El funcionario de turno nos recibe de buen grado y simplemente hace su trabajo: nos pide la documentación, sella el visado de salida y aprovecho para preguntarle qué tal se vive en Abjasia, pues no creo que tenga más oportunidades de hablar con un abjaso orgulloso de serlo. “Bien”, responde con una sonrisa forzada. Nos vamos de allí con la tranquilidad de que, ahora, lo único que tenemos que hacer es conseguir un transporte hasta la frontera, pero lo más difícil ya pasó.

Seguimos paseando por la ciudad y topamos con la estación de ferrocarril, un majestuoso edificio porticado y con una gran torre, en la punta de la cual luce una estrella plateada símbolo del comunismo.
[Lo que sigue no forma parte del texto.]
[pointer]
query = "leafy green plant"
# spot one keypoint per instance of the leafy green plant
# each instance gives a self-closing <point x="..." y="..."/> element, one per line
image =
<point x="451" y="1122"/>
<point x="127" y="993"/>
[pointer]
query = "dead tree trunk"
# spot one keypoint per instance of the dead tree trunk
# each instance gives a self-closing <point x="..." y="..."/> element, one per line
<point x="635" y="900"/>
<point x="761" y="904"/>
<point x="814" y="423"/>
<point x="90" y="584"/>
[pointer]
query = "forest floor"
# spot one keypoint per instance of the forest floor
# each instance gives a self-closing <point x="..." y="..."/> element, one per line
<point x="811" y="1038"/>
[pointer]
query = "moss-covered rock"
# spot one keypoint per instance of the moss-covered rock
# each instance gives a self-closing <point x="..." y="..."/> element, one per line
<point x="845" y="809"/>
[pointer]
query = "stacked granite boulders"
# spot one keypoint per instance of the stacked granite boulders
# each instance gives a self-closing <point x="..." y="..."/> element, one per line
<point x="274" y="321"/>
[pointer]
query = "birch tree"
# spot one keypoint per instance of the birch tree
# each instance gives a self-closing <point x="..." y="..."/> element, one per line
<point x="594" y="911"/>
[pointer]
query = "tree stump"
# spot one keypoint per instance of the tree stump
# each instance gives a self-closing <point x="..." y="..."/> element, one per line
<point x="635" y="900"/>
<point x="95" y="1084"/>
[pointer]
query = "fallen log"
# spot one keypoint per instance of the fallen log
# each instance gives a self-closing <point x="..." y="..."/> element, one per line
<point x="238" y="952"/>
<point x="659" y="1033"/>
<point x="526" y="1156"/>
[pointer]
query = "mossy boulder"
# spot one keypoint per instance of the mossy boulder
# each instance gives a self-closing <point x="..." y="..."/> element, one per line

Entramos por uno de sus laterales y nos damos cuenta de que aquello es todo: una pequeña sala es todo lo que queda de la terminal internacional. El resto está, claro, abandonado y cerrado a cal y canto. Nos da por preguntar a qué hora hay un tren para volver, así que nos acercamos a la ventanilla y pedimos los horarios hasta Gali o hasta Georgia. La mujer, sin que le haga ni pizca de gracia, nos dice que los únicos trenes que hay son hasta Sochi o hasta Moscú, uno al día, con suerte. 

Salgo para tomar algunas fotos a este monumental edificio porque realmente es de lo más bonito que hemos visto en Sukhumi, aunque esté abandonado, descuidado y la pintura se desprenda por momentos. De hecho, es en ese momento cuando alguien pasa por nuestro lado y mi pareja oye que, en ruso, nos pregunta si nos gustan las ruinas. Sin pararse a esperar una respuesta, puedo casi ver dentro de aquel hombre que seguramente paseó por esa estación en su máximo esplendor y cómo le duele verla así. A esta gente les prometieron el paraíso y no les dieron más que las sobras de lo que quedó tras una guerra sin sentido. El resultado, como dijo él, no es más que despojos de lo que pudo ser.

La sensación después de visitar Abjasia y en especial a Sukhumi es de tristeza y de lástima, lejos del turismo de aventura al que estamos acostumbrados y que siempre esperamos vivir, visitar un lugar como este no deja la sensación que esperas.

¿Merece la pena? ¿De verdad tenemos que visitar estos lugares? ¿Es útil vivirlo y transmitirlo? ¿Qué hay de los que no tienen otra opción que vivir en este decorado soviético decadente?